Today I broke my plastic camp spoon that I’ve had for a decade. I ate my lunch with it at work for years. I carried it around in my purse to avoid using single-use utensils. I felt very personally connected to this small, grey, plastic item that cost me roughly one dollar, plus tax. I stirred coffee, ate soup, shoveled rice, scooped almond butter. This morning it was almond butter — a new-to-me, no-stir, crunchy version in a glass jar, spread thickly on a toasted cinnamon raisin bagel. I was attempting side two of my bagel.
The handle remained in my hand, but the head of the spoon was planted firmly within the jar. This is only breakfast … today is going to be a bad day, I thought. It’s an omen. I should skip my long run — I’ll probably get hurt. It’s a sign.

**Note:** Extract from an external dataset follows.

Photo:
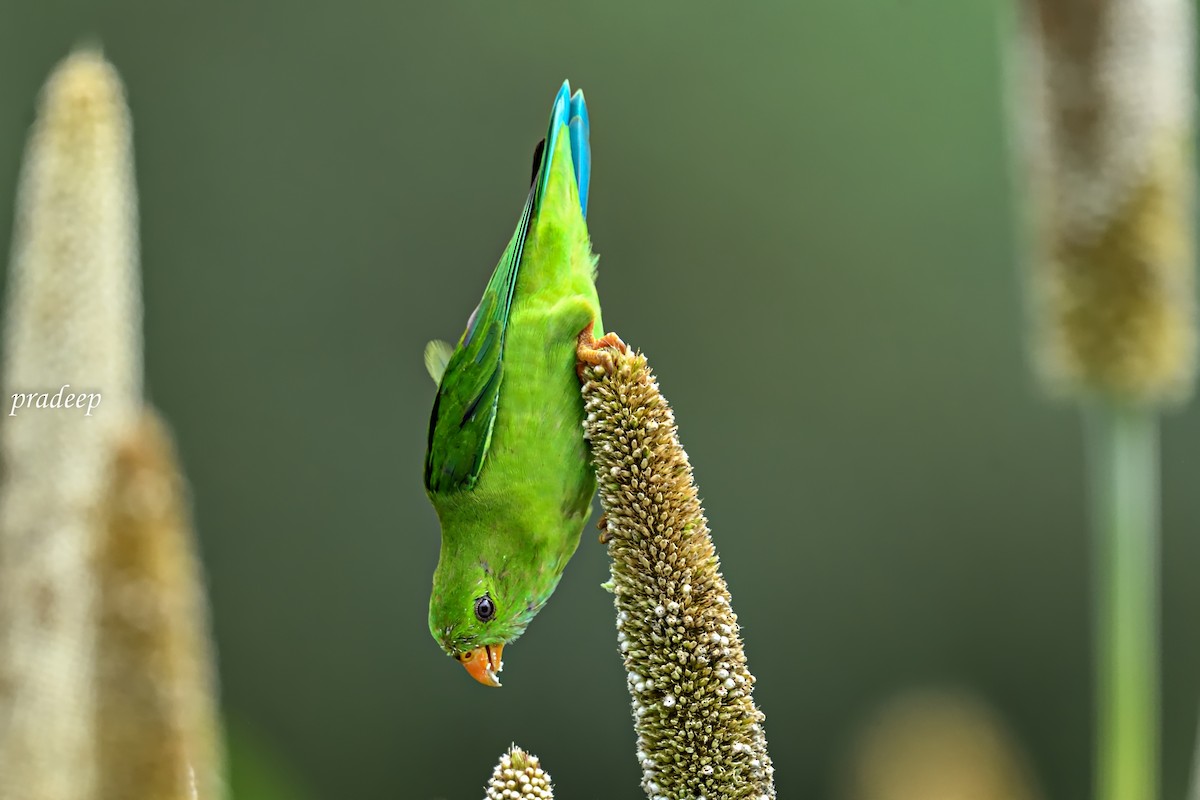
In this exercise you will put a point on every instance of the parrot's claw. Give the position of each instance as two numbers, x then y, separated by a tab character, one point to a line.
605	531
594	352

Maybe it is a sign. A sign of change to come. A sign of a needed shift in my reality. A representation of “out with the old, in with the new.” Today I’ll turn a corner, welcoming a new thought, a new space, a new place, a new perspective, a new feeling, a new life.
A new beginning.
Perhaps today, if I pay attention, the world will be new.
I will take what is old, take what has served me (well or unwell), open my mind, break the old habits in half, and take one step forward. Today is a new day.
And maybe, also, I will be more careful when scooping the almond butter.